Los Tigres de Arena
26 de enero del 2016
Faltan un par de semanas para que Jorge Mario Bergoglio visite México por primera vez. En su faceta como Francisco I, será el primer papa que visite Michoacán, en lo que parece se convertirá el evento hacia el que los historiógrafos michoacanos enfocarán toda su atención; y sobre el cual, en un futuro no muy lejano, publicarán su interpretación “científica” del suceso.
Alejándome por instantes del fervor y frenesí social que ya ha causado la visita de este líder político y espiritual, he encontrado un par de situaciones que me llaman la atención. Una, el despliegue propagandístico por parte del Gobierno del Estado para “darle la bienvenida” a esta carismática figura; la otra, la reanimación de la pasión religiosa –por el catolicismo en este caso– generando toda clase de manifestaciones de afecto y admiración por quien también funge como jefe del Estado de la Ciudad del Vaticano.
La primera no me alarma, he de suponer que este despliegue propagandístico es parte del protocolo que el Gobierno del Estado tiene diseñado para manejar visitas de figuras de este nivel. Seguramente se replicarán estas acciones de gobierno el día que nos visiten los jefes de Estado de Alemania, Rusia o Israel.
La segunda aunque tampoco me alarme, sí me motivó a reflexionar un poco más. Aun y cuando se respete y garantice la libertad de credo y culto constitucionalmente, llama la atención que las muestras de afecto y respeto también estén proviniendo de notorias figuras y servidores públicos olviden las normas de carácter laico que rigen el mandato gubernativo. Es sorprendente que muchos de estos entes ya cuentan con lugares preferentes para presenciar los actos que conforman la agenda papal y que miles de correligionarios –católicos- envidiarían. Bien o mal, es un hecho que estos personajes no dejarán pasar la oportunidad de ser vistos por la ciudadanía y la prensa como los más ilustres fieles de este país.

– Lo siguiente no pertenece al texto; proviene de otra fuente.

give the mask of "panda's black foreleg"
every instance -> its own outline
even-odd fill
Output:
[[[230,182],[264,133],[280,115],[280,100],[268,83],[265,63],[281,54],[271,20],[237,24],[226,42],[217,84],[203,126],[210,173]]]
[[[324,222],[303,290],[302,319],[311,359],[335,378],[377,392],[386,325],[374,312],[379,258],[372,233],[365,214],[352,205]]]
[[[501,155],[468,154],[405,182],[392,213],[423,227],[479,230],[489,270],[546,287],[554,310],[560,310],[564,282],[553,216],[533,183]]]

Pero insisto, la práctica de una religión no representa problema alguno; el problema es que aquellos pocos elegidos que desempeñan cargos públicos en un sistema político laico, olviden que el ejercicio de la fe y el del poder no se pueden mezclar. ¿Razones? No conviene verterlas aquí; la historia política de México no necesita obviarse. No pretendo efectuar una apología del laicismo, ni mucho menos juzgar ni criticar a los millones de católicos que disfrutarán de este evento; lo único que deseo remarcar es la incongruencia e ignorancia de los actores políticos que asistirán a las ceremonias religiosas y quienes favorecidos por su “investidura” torpemente pensarán que “harán política” si logran estrechar la mano de Jorge Mario Bergoglio.
Para quien redacta estas líneas, el Estado y la Religión no deben mezclarse más allá de lo que el Derecho marque, y en el caso de nuestro Derecho, los principios de la Reforma siguen sosteniendo nuestro constitucionalismo.
A esta altura de la época “posmoderna” ya no me sorprenden muchas cosas; he conocido priistas cristeros y perredistas masones, los comportamientos políticos siguen empeorando año con año y sólo queda reafirmar las convicciones políticas y filosóficas ante semejantes desvaríos.
Ojalá esta breve participación les recuerde a los miembros en activo de la clase política estatal y nacional que la división Iglesia-Estado, en la historia política de Occidente, es el mayor triunfo de la civilización de los últimos 300 años. La ignorancia y el olvido no han de apagar este destello que aún ilumina nuestros días.